With this in mind, respond to the follow quote from this week’s reading, also from Lisa Delpit:
[Teachers] should recognize that the linguistic form a student brings to school is intimately connected with loved one’s community, and personal identity. To suggest that this form is “wrong” or, even worse, ignorant, is to suggest that something is wrong with the student and his or her family. (p.33)

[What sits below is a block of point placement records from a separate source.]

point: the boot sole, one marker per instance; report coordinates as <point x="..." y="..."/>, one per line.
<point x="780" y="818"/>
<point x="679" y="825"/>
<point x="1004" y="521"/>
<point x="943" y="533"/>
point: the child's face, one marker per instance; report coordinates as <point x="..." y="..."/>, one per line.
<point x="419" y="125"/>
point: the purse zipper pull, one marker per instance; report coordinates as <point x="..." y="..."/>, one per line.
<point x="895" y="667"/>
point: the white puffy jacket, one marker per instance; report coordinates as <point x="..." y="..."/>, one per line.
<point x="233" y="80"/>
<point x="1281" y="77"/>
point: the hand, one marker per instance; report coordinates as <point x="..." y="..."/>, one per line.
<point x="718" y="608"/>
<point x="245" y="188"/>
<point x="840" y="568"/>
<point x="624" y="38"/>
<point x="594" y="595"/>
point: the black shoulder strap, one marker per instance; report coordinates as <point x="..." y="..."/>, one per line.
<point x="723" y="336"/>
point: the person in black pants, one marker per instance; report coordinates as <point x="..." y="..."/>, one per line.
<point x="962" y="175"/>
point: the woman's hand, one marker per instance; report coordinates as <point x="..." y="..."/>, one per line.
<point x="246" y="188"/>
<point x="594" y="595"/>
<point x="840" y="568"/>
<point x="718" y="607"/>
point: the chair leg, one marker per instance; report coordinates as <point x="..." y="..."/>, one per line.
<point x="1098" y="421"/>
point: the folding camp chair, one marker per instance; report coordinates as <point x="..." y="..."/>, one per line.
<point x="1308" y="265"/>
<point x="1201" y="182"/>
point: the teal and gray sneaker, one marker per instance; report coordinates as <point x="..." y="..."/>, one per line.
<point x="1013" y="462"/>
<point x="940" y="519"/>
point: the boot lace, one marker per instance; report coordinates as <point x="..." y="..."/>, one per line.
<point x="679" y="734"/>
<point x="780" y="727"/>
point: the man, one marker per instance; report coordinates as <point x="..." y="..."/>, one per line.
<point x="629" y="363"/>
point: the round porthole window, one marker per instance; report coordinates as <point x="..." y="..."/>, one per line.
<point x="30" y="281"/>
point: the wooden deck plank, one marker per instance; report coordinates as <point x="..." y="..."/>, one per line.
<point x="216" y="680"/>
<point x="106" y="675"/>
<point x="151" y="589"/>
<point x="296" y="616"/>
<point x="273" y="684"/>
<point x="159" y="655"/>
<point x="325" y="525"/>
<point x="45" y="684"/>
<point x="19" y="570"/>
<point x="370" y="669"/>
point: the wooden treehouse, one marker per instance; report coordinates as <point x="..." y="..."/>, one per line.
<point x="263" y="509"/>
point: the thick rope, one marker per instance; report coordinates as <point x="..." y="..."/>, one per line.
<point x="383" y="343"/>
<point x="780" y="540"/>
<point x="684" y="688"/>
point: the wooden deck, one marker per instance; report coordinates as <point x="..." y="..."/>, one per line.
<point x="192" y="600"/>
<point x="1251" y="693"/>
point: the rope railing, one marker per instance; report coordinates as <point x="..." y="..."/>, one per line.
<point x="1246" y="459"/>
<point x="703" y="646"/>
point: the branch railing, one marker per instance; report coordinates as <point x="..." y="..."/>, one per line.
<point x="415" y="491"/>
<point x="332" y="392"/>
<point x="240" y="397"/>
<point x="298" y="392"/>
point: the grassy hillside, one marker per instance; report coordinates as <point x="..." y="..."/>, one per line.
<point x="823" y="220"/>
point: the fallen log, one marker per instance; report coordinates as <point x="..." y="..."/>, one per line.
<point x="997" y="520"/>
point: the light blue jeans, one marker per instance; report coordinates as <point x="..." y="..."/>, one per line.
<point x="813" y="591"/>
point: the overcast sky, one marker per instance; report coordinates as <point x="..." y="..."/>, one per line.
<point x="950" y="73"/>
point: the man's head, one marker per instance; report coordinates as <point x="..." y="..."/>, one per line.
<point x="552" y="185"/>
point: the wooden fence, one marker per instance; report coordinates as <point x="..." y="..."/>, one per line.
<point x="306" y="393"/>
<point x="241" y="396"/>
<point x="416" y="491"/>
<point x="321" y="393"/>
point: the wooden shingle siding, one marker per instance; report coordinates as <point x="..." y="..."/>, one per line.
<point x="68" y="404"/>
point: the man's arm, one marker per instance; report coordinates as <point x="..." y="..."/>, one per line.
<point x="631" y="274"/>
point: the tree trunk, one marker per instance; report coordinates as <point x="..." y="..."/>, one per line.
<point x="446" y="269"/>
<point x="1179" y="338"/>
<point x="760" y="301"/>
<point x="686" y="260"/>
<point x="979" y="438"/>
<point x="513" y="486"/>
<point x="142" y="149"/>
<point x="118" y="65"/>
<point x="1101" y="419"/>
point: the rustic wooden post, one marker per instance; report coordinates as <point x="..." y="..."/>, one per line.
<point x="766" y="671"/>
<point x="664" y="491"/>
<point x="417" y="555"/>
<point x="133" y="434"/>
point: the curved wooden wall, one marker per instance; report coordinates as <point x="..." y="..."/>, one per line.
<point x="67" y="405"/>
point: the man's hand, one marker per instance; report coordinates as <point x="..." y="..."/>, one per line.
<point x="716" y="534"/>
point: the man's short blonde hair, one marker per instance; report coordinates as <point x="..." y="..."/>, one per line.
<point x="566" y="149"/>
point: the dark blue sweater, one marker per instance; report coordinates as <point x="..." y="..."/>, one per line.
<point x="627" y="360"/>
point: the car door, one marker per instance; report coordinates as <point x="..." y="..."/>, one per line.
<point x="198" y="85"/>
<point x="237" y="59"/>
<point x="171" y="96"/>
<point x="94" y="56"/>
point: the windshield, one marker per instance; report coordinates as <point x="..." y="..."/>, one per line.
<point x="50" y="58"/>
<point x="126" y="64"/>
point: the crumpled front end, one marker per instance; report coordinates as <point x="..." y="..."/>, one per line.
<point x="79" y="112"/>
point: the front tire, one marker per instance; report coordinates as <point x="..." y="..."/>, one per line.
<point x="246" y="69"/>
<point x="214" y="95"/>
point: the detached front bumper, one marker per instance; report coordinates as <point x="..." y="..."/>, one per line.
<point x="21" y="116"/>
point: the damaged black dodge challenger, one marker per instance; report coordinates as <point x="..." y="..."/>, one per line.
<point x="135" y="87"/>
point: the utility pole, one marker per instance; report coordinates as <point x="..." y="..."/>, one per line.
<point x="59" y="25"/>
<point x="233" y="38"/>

I completely agree with what Lisa Delpit is
saying. I do not think it is right to tell the child that what they grew up
around, and the way their family speaks is wrong. But, I do think that there is
a time and a place to speak in certain ways. The language, in which Lisa is
talking about, is Ebonics. I do not think it is racist to say that that form of
language is just an informal dialect of English. Many people in a formal
workplace would not hire one who speaks in Ebonics, and I believe that to be
factual. Sadly, it is looked down upon and people who speak that way are looked
at as incapable to hold a higher level job. That is why I believe we need to
teach children to code speak. It is one thing to speak that way at home, and
another to speak it at school or at a job. If we teach children to code switch,
it is the best of both worlds. They can communicate with everyone in the way
that best fits the situation they are in. They will never feel out of place, or
undermined in any way, if they can speak Ebonics as well as formal English.